Accented and spoken in Greek there is a rhythm and clear meter to the words that appears significant for the successful use of the charm. Similar prosodic features are found in canonical prayers within the Orthodox rituals. Pronounciation does matter because it affects the rhythm and prosody; these rituals originated in a period where Greek was spoken as it is today (the vowel shift had already occurred, and there is ample evidence for this in Church sources which remain unchanged over the centuries).
These poetic characteristics - both lexical and vocal - are of particular significance for exploring the power, impact, as well as the survival of these incantations, found across the Greek-speaking world and fortunately, recorded in many ethnographic collections from the mid 19th century onwards.
Magic or religious?
Collins’ statement that “what the Greeks called magic is often indistinguishable from their officially sanctioned cult practices” is as true now as it was in antiquity. He is writing within the discipline of Classics; Hanegraaff from the perspective of the field of Western Esotericism; both, in the excerpts shared above, are concerned with specific disciplinary terminology. From the perspective of Greek folklorist and social anthropologist Christos Passaris**, it appears that magicoreligious (following Loukatos, 1978, 102-104) is a useful determinant. This is the word he uses for all such incantations (epodai), after a meticulous argument regarding their use and context.
Not only does the term bridge the problematic nature of how magic and religion have come to be defined within academic disciplines, it also precisely reflects the nature of Orthodox ritual and folk Orthodox practice as sketched out above. Passaris’ work is also valuable because he has consulted a particularly broad range of studies: Greek and Russian scholarship alongside German, French, and English folkloric and anthropological studies, and has access to the same primary sources as I do, which remain in the original Greek. In this way he has managed to sidestep Western bias as well as the language barrier.
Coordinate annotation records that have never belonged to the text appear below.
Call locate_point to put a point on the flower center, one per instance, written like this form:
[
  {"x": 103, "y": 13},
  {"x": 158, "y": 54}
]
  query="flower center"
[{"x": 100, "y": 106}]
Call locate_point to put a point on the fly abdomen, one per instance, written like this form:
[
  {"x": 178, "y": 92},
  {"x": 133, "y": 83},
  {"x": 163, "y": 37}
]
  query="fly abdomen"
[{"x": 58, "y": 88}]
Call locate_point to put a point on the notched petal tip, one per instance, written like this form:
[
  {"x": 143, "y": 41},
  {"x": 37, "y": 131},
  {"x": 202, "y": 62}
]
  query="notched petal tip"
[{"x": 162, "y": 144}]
Given the history of attempts to differentiate between magic and religion, heeding Hanegraaff’s warning about the inherent hazards in so doing, the inherent Protestant bias colouring the use of the word in Western contexts and more recently, multiple academic attempts to fence it in, it seems that not doing so does more justice to the material than opting for either. We have a religion that openly performs magical rituals, and we have magical rituals that are almost indistinguishable from religion (whichever gods they call on). This will become important when we turn to questions regarding which material is appropriate for inclusion in which contexts.
There are many loose threads within this article - these will form springboards for future pieces. Until then…
*I use this example illustratively and somewhat tongue-in-cheek, as it could be argued that Kolokotronis’ attitude is more correctly influenced by his exposure to French revolutionary ideas, and it certainly does not offer actual evidence for a more generalised sense of irreverence. However, there is such evidence, that will form the topic of a forthcoming article. Readers are asked to take the illustration as it is meant, rather than as a formal argument.
** Christos Passalis, Neohellenic Charms: The power of the ineffable Logos in Greek Folk Tradition. Salonica, Romi, 2016.